There is support in the literature for neutrophils playing an important role in the pathophysiology of BOS and for a high neutrophil count being associated with an increase in the archetype chemokine IL-8 [19, 20]. Moreover, IL-26 potentiates neutrophil chemotaxis induced by IL-8 or the bacterial compound N-Formylmethionyl-leucyl-phenylalanine in vitro, implying that IL-26 may potentiate neutrophil mobilization towards the source of inflammation and infection [18]. Notably, our current results are well in line with these findings and now add to the growing body of evidence from other studies that IL-26 is involved in chronic inflammatory disorders in human patients, including rheumatoid arthritis (RA) Crohn's disease, asthma, and COPD [14, 24,25,26]. Moreover, IL-26-producing Th-17 cells may constitute up to thirty per cent of infiltrating T-lymphocytes directly isolated from inflamed lesions of patients with psoriasis vulgaris and RA and in bronchial tissue from patients with severe asthma, a finding that underlines the potential involvement of Th17 cells in the production of IL-26. [27].

In contrast to the case for BOS, we found no substantial and reproducible differences when comparing the concentration of IL-26 protein in cell-free BAL samples from patients with AR to matched controls.

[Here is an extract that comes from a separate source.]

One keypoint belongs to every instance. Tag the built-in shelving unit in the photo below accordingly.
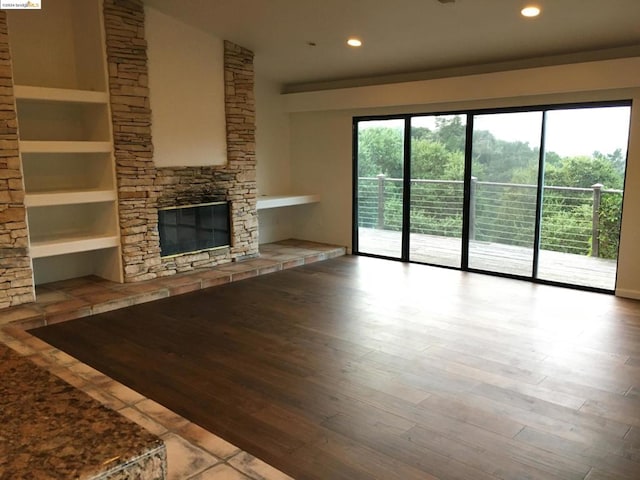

Our findings are fully compatible with the fact that AR after lung transplantation in humans is dominated by more of a lymphocytic and less of a neutrophilic inflammation. [28].

It could be argued that the relatively modest sample size in our study constitutes a limitation, although a limited sample size signifies many of the published studies in the logistically complex clinical setting of lung transplantation. However, the sample material used in the current study consisted of carefully matched samples obtained from a much larger sample material. We think that the matching procedure per se effectively minimized the influence of clinical confounders and facilitated the detection of altered cytokine levels related to rejection.

The current study adds conclusive evidence to the previously published studies that support the involvement of IL-26 in chronic inflammatory disorders of the lungs [29, 30], by being the first one to demonstrate the involvement of local IL-26 in a sub-group of LTRs. In this context, it is interesting to note that there is some resemblance between BOS and chronic graft-versus-host disease (cGVHD) from a pathogenic point of view [31]. Furthermore, a recently published study in a murine model of mice transplanted with human umbilical cord blood of cGVHD showed that IL26+CD26+CD4 T cell infiltration has the potential to play an important role in obliterative bronchiolitis. Moreover, the blockade of caveolin-1 did control pulmonary GVHD by suppressing donor-derived T cells' immune functions, and decreased the production of IL-26 [32]. However, the clinical implementation of data from murine models is uncertain, given the known species differences for the endogenous agonists at the IL-26 receptor complex. [31, 33].

Conclusion

This study demonstrates that IL-26 is markedly involved and enhanced in BOS but not in AR, implying that IL-26 is involved in the pathophysiology of BOS. To determine whether IL-26 is a useful target for the early detection, monitoring or treatment of BOS, further study with prospective, longitudinal and interventional approaches is needed.